Isolation of an ABC transporter, LolCDE, possessing tightly bound lipoproteins

　　Escherichia coli lipoproteins are anchored to the periplasmic side of either the inner or outer membrane through lipid moiety attached to the amino-terminal cystein. LolCDE, an ABC transporter, releases the outer membrane directed lipoproteins from the inner membrane in an ATP-dependent manner, leading to the formation of a complex between lipoprotein and periplasmic chaperone LolA. The LolCDE complex comprises two copies of ATPase subunits, LolD, and one copy each of integral membrane subunits, LolC and LolE. Both LolC and LolE span the membrane four times and possess a large periplasmic domain. We found that LolCDE can be purified with lipoproteins tightly bound to it. As far as we know, this is the first example of an ABC transporter that is purified with its substrate. Our data suggest that this liganded-LolCDE complex is an intermediate of lipoprotein release reaction. We also analyzed the LolD region that is important for the functional interaction with LolCE.
　　Membranes prepared from LolCDHisE overproducing cells were solubilized with a detergent, and subjected to a TALON resin. Unliganded-LolCDHE was purified in the presence of ATP whereas LolCDHE obtained in the absence of ATP contained lipoproteins, suggesting that LolCDHE can bind ligands prior to ATP. Liganded-LolCDHE reconstituted into proteoliposomes released associated lipoproteins upon the addition of LolA/ATP, indicating that the liganded-LolCDHE represents an intermediate of the release reaction.

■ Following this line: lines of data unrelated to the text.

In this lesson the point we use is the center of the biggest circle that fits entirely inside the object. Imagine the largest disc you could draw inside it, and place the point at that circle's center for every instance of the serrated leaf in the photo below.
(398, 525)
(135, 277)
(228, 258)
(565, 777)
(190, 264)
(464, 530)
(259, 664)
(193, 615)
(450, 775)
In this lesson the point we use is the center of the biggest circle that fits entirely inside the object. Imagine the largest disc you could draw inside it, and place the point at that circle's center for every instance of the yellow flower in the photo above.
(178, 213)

　　ABC transporters can be classified based on the sequence differences in the helical domain located between the Walker motifs A and B. It is the helical domain, rather than the Walker and Signature motifs, that determines the functional and structural characteristics of each ABC transporter family. "LolD motif" region comprising 32 amino acid residues is highly conserved among LolD homologs and speculated to be important for the interaction with membrane subunits. We constructed 30 species of dominant-negative mutants that have an alteration in the LolD motif region. The LolCDE complex containing LolD mutants, Y93H H96P and H97N, had very low ATPase activity. On the other hand, these mutants exhibited substantial activity when they were not in the complex. We also isolated mutants that can suppress the LolD motif mutations. Many suppressors were found to possess mutations in the first cytoplasmic loop and the second transmembrane segment of LolE, suggesting that these regions of LolE interact with LolD motif region.